Die Poesie ist systematisches Pulsieren des Ich, bei dem die
vielfachen organischen Funktionen des menschlichen Körpers transponiert werden
auf die Ebene des poetischen Vorgangs; Sehen, Aufnehmen, Heranzoomen oder Wegzoomen,
Analysieren, synthetisches Integrieren bewirken das Erschaffen neuer eigener Universen,
und das alles geschieht über das wesentlichste Organ des Lyrikers Schlesak: dem
Auge als Membrane äußerster Sensibilität und Komplexität.

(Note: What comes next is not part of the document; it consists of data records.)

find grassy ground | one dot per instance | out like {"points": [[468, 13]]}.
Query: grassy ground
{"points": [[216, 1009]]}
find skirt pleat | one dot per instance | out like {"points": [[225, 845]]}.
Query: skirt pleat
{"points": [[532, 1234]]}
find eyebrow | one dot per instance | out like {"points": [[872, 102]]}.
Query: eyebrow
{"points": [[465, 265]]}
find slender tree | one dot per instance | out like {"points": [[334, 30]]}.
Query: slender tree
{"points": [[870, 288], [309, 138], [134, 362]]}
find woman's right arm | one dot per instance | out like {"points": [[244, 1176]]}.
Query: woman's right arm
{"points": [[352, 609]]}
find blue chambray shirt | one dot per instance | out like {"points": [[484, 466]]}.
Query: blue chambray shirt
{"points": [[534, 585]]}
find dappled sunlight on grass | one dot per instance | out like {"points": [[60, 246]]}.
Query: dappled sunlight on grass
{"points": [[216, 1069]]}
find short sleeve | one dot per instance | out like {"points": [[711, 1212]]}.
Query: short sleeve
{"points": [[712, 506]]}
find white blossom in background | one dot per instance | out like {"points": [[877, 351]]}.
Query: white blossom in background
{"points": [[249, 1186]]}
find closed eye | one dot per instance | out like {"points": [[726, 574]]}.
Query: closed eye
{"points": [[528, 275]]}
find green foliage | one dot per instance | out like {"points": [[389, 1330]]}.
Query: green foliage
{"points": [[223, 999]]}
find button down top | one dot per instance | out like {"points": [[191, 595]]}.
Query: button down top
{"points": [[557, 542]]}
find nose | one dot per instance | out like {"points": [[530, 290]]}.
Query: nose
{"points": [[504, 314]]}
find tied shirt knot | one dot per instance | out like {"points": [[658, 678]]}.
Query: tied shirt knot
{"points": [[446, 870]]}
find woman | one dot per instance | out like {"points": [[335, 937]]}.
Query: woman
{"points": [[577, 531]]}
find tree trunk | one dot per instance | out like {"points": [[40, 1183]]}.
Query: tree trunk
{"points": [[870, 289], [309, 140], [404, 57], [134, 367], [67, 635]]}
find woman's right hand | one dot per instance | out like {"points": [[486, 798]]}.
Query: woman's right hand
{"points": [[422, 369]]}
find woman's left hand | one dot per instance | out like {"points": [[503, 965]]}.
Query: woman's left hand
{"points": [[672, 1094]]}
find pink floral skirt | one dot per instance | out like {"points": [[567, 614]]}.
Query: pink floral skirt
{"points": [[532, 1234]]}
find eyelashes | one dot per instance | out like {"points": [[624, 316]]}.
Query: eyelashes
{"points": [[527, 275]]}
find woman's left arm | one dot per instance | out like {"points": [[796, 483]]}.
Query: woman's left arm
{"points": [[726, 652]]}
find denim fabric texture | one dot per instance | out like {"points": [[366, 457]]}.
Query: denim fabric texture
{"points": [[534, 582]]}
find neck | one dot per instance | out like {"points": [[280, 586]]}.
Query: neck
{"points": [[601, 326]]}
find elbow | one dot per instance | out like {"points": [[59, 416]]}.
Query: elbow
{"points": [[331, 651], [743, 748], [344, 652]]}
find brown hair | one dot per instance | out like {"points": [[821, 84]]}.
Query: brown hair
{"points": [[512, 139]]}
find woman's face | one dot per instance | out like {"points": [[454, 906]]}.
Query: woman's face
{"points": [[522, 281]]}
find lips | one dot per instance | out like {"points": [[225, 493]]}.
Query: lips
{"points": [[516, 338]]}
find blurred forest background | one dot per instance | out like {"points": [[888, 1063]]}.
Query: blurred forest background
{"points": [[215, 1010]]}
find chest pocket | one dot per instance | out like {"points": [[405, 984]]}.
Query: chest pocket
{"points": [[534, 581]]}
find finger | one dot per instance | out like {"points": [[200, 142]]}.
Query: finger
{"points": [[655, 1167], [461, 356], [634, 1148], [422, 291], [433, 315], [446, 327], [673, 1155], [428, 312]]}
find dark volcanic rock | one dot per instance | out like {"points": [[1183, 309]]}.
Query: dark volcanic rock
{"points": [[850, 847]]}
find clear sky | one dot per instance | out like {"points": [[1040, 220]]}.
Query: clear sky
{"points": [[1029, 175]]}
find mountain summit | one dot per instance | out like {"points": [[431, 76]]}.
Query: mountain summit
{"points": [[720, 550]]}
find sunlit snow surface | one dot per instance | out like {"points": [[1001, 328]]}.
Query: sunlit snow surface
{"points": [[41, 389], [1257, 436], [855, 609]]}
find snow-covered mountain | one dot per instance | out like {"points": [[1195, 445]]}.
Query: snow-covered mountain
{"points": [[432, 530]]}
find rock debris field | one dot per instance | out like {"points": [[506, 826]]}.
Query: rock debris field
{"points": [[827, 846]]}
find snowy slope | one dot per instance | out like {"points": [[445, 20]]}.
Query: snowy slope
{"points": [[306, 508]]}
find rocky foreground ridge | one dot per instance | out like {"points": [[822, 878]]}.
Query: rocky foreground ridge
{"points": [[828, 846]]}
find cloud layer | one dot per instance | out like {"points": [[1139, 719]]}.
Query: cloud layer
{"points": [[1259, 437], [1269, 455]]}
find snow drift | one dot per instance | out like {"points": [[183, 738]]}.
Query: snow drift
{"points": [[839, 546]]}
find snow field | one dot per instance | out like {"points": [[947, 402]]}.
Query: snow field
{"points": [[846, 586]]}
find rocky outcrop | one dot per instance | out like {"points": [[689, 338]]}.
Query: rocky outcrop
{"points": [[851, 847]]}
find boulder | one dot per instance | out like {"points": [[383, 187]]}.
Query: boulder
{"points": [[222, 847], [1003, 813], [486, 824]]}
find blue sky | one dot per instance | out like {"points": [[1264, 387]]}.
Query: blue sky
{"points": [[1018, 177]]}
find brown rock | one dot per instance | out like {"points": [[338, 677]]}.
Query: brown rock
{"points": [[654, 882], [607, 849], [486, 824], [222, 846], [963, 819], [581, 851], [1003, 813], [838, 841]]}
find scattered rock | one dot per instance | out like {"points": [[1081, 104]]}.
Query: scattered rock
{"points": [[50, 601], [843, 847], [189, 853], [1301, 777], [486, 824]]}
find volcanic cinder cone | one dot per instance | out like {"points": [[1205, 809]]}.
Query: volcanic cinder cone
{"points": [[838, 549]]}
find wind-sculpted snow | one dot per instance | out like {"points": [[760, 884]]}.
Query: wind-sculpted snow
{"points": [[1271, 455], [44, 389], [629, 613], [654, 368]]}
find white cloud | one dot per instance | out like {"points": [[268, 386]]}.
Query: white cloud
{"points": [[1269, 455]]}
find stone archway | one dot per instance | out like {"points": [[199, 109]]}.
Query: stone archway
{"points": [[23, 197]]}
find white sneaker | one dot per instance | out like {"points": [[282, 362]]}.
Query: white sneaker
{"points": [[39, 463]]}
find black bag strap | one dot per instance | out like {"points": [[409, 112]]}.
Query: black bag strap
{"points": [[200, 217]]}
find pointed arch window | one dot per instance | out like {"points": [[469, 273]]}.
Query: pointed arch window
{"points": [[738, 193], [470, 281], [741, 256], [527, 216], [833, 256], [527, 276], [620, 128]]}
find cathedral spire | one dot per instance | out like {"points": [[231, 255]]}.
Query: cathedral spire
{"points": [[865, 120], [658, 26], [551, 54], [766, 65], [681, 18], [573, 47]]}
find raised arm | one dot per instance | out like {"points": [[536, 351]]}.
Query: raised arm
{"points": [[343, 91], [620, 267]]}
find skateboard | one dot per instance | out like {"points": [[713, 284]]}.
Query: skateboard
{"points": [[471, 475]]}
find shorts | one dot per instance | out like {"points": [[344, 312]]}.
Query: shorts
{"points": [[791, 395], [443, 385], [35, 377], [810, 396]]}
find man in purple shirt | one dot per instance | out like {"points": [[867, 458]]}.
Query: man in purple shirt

Zwar eine Poesie der großen Themen, jedoch nicht der großen
Dimensionen oder Sprachgesten. Dimensionen, die den menschlichen Körper übertreffen,
werden auf wesentliche Bestandteile hin destilliert: der Garten wird zum Grashalm,
der Kosmos zum Himmelszelt, die Zeit zum Augenblick, wobei Schlesak noch einen
Schritt weitergeht und selbst diese symbolischen Elemente wiederholt auflöst in
Sinnkomponenten: "Himmels Zelt", "Gras Halm", "Augen Blick".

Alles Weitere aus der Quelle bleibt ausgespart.